Al final del capítulo Dawson está en casa pensando en si llamar o no a ¿Casey?.
Después de pensárselo un par de veces más, se viste con su mejor vestido (vestidazo que supera de lejos a los que usó la temporada pasada) y al abrir la puerta de su casa se encuentra con Casey…
Por fin, Dawson y Casey deciden dejarse de tonterías y besarse, y aquí es donde una servidora se pone a fangirlear después de haber estado esperando este momento durante 32 capítulos. Pero quién los cuenta. Como dato random, Dawsey fue TT en Twitter.

Y acabamos con Severide y Otis volviendo a casa para encontrarlo todo patas arriba y descubrir que les han robado la tele y el casco Viper de BSG, entre otras cosas.
Severide sube a la habitación de Shay, que llorando le dice que le dio una llave a Devon.

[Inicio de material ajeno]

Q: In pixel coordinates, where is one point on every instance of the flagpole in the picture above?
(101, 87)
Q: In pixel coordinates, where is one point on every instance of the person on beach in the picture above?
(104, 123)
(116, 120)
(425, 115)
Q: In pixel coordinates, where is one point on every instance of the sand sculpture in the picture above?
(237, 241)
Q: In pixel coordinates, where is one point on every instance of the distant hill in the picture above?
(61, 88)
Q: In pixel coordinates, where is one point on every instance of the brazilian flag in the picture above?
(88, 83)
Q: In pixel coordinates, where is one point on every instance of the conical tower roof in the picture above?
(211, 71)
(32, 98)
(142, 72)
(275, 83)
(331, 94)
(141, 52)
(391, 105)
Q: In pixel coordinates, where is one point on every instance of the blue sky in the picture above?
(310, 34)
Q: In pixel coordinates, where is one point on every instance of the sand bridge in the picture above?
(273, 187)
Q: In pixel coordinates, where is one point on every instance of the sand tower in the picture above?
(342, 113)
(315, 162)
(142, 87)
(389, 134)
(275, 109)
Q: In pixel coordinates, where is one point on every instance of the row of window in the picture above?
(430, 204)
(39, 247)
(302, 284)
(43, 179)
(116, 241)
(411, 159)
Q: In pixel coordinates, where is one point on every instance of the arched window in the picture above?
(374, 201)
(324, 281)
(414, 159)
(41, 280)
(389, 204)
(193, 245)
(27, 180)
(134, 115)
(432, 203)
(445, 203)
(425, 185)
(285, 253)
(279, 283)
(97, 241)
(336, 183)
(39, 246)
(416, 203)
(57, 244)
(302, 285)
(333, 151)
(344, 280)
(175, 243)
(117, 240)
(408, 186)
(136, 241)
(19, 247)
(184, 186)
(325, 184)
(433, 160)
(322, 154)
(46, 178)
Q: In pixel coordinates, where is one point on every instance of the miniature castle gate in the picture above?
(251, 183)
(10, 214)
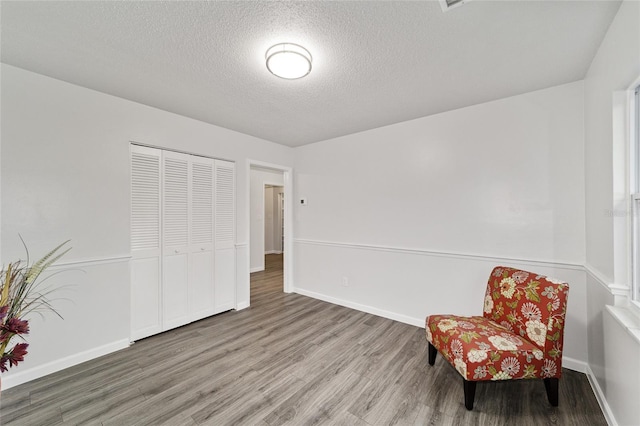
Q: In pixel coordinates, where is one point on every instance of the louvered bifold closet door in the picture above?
(175, 253)
(145, 242)
(225, 235)
(201, 287)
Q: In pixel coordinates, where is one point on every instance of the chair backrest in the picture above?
(530, 305)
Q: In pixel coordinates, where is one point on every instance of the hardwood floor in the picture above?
(288, 359)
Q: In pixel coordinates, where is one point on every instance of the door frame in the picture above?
(287, 174)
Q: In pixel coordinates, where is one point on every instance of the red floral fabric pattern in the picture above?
(519, 336)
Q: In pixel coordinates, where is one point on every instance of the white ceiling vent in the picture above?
(450, 4)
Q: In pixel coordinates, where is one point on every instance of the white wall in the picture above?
(416, 214)
(65, 175)
(259, 178)
(615, 67)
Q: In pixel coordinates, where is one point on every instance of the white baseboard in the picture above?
(602, 400)
(242, 305)
(574, 364)
(418, 322)
(60, 364)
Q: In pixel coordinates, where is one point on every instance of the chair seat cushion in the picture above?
(481, 349)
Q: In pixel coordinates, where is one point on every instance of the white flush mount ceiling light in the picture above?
(288, 60)
(450, 4)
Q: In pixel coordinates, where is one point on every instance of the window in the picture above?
(634, 129)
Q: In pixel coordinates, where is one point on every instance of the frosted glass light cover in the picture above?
(288, 60)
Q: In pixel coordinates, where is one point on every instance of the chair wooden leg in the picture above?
(551, 385)
(469, 393)
(432, 354)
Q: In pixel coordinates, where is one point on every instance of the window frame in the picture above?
(634, 150)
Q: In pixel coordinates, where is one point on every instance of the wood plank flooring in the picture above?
(288, 359)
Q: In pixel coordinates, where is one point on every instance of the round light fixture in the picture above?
(288, 60)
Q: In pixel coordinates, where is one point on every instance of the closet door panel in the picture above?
(174, 290)
(175, 262)
(146, 297)
(225, 235)
(201, 287)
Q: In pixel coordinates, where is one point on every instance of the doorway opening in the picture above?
(270, 224)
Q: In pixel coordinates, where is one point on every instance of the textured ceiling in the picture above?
(374, 63)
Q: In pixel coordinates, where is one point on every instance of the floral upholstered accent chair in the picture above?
(519, 335)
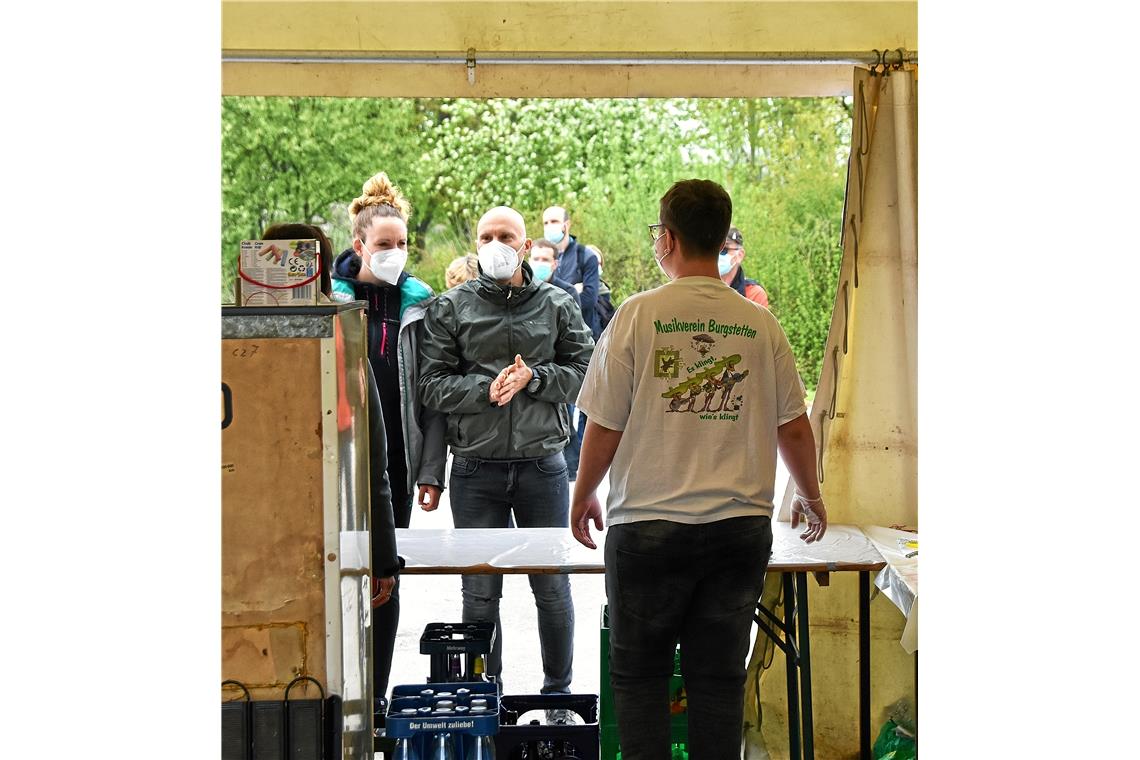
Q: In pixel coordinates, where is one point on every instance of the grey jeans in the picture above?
(485, 493)
(698, 585)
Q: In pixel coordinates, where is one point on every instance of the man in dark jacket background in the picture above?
(578, 267)
(502, 356)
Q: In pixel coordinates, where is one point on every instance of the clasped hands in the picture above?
(513, 378)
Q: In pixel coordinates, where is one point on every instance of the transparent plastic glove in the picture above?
(814, 514)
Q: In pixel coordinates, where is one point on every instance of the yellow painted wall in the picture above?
(270, 47)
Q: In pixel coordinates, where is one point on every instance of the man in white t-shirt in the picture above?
(689, 395)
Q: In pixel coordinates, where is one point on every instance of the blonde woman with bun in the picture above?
(373, 270)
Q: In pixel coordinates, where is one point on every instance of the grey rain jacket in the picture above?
(471, 333)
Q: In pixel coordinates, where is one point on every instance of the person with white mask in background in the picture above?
(729, 267)
(373, 271)
(544, 261)
(502, 356)
(580, 268)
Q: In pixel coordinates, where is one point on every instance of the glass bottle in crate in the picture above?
(406, 750)
(441, 746)
(480, 748)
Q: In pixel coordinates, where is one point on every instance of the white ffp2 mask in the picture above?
(388, 264)
(499, 260)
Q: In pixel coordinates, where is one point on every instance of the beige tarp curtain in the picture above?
(864, 419)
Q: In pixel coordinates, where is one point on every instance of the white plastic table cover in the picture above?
(555, 550)
(900, 579)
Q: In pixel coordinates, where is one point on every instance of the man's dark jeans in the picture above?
(668, 581)
(573, 446)
(483, 495)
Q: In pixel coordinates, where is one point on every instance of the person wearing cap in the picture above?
(733, 274)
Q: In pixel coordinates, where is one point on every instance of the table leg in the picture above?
(805, 667)
(791, 662)
(864, 664)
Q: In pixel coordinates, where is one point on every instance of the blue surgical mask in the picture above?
(724, 263)
(543, 270)
(554, 233)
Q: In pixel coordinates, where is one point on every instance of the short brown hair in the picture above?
(699, 212)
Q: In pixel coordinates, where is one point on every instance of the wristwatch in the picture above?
(536, 383)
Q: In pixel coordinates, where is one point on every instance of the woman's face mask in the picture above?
(387, 264)
(499, 260)
(724, 263)
(543, 270)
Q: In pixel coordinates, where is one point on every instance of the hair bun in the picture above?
(380, 191)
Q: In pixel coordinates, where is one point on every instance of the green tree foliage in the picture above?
(607, 161)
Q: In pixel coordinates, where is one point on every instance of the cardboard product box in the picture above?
(278, 274)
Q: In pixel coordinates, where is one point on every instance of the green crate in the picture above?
(608, 722)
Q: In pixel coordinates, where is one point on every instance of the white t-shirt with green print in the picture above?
(699, 378)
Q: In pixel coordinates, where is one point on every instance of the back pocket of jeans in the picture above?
(464, 466)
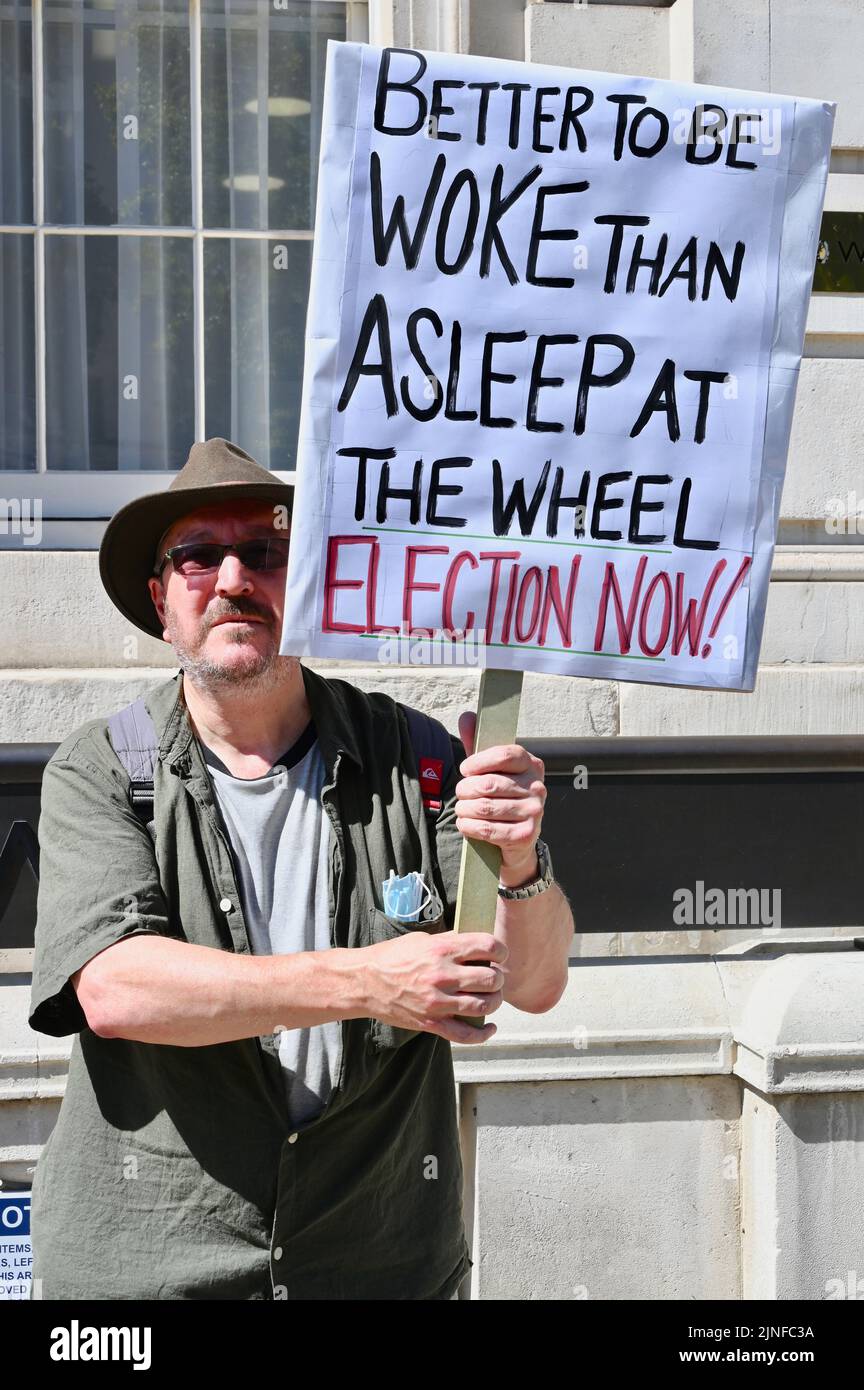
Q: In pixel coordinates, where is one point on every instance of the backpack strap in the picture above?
(134, 738)
(434, 754)
(132, 734)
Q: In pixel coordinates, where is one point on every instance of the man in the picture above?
(260, 1100)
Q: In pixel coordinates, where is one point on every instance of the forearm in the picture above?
(160, 990)
(538, 933)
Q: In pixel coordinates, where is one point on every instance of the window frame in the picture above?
(77, 502)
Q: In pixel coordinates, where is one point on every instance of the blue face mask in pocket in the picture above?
(403, 898)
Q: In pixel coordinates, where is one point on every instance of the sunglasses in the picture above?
(206, 556)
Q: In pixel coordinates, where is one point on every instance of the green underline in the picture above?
(520, 647)
(509, 540)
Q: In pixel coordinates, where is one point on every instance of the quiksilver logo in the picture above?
(77, 1343)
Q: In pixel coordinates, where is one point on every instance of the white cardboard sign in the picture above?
(553, 341)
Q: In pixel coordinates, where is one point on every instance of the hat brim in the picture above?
(125, 555)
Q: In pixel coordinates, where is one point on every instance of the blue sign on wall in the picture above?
(15, 1253)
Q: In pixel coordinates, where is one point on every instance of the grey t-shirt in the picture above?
(281, 838)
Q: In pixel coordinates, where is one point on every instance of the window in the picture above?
(157, 193)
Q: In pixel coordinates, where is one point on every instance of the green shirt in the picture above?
(172, 1172)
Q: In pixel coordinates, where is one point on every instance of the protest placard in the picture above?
(553, 341)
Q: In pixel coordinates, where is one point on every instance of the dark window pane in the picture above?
(254, 305)
(15, 114)
(17, 355)
(117, 143)
(263, 85)
(118, 352)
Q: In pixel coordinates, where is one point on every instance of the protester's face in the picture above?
(193, 609)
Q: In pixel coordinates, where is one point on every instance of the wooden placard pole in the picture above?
(497, 716)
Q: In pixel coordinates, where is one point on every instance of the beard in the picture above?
(259, 670)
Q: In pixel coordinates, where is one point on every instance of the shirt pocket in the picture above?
(385, 1037)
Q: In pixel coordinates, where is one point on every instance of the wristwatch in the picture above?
(539, 884)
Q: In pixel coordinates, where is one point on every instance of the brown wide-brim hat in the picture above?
(214, 471)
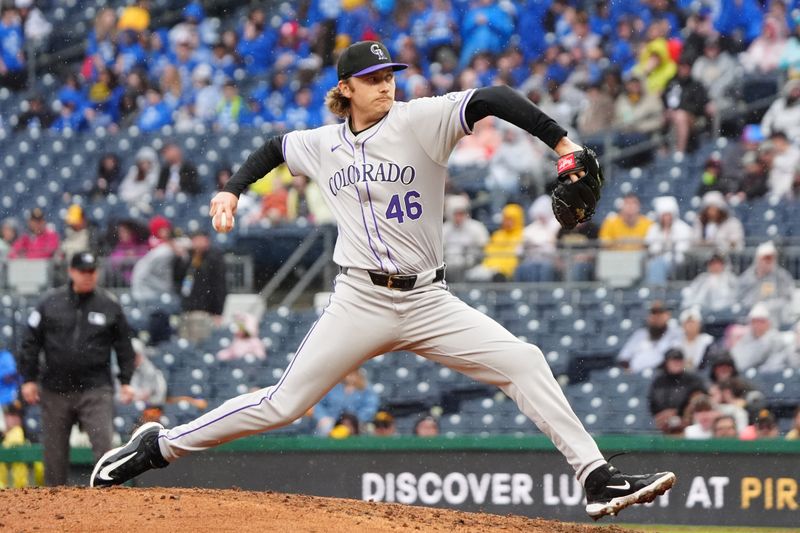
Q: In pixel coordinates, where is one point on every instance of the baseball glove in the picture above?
(575, 202)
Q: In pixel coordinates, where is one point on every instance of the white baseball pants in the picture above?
(363, 320)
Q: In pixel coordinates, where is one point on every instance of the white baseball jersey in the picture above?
(385, 186)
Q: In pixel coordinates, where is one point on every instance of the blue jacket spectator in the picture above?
(530, 28)
(70, 118)
(9, 378)
(130, 54)
(301, 114)
(486, 28)
(739, 20)
(352, 395)
(256, 43)
(155, 114)
(12, 57)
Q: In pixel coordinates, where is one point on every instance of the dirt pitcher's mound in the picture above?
(198, 510)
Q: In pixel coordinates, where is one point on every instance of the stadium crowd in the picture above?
(643, 81)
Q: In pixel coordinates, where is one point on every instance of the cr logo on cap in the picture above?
(378, 51)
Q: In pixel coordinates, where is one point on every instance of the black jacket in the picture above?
(76, 333)
(201, 283)
(189, 180)
(673, 390)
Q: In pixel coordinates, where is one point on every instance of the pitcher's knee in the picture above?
(529, 355)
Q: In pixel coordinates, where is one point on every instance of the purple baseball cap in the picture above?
(364, 57)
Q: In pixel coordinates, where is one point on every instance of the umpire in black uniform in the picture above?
(76, 326)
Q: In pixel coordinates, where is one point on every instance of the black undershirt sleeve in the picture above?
(257, 165)
(506, 103)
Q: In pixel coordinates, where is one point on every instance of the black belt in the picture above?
(400, 282)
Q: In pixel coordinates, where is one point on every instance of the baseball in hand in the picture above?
(221, 224)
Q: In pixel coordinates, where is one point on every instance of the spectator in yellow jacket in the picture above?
(305, 200)
(17, 475)
(655, 61)
(501, 254)
(627, 229)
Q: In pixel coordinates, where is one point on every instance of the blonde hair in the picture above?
(337, 103)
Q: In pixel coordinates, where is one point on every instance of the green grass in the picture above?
(707, 529)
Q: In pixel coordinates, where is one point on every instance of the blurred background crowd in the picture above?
(121, 119)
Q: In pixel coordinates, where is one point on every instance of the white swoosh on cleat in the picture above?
(107, 470)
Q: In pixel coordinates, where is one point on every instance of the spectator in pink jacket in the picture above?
(40, 243)
(245, 339)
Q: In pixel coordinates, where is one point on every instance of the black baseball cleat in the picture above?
(139, 455)
(608, 490)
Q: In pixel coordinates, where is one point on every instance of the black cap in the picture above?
(658, 306)
(673, 353)
(84, 261)
(364, 57)
(36, 214)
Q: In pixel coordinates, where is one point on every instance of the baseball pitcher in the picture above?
(382, 171)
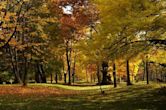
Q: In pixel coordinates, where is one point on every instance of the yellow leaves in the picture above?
(13, 42)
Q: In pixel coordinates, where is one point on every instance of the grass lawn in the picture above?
(62, 97)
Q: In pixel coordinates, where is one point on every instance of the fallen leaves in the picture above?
(34, 91)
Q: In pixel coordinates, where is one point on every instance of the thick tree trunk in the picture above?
(43, 76)
(105, 80)
(56, 78)
(98, 74)
(128, 73)
(147, 72)
(74, 66)
(87, 74)
(68, 62)
(65, 78)
(25, 72)
(114, 74)
(51, 78)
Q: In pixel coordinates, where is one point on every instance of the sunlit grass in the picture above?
(136, 97)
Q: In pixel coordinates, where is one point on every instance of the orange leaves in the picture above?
(13, 42)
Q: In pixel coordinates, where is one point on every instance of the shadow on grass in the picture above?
(130, 98)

Obviamente no me sorprendió mucho porque como ya dije, estaba clarísimo que Devon venía a liarla y no sólo a pasearse en bragas y a pegar golpes a las cafeteras.
Lo que sí me sorprendió un poco fue la gilipollez de Shay (aunque su pijama de cuadros era muy chulo), porque darle la llave de tu casa a una tía a la que acabas de conocer hace poco más de un mes en un bar es lo correcto, claro. Al menos hemos conseguido ver la habitación de Shay, que ya empezaba a pensar que dormía en el sofá.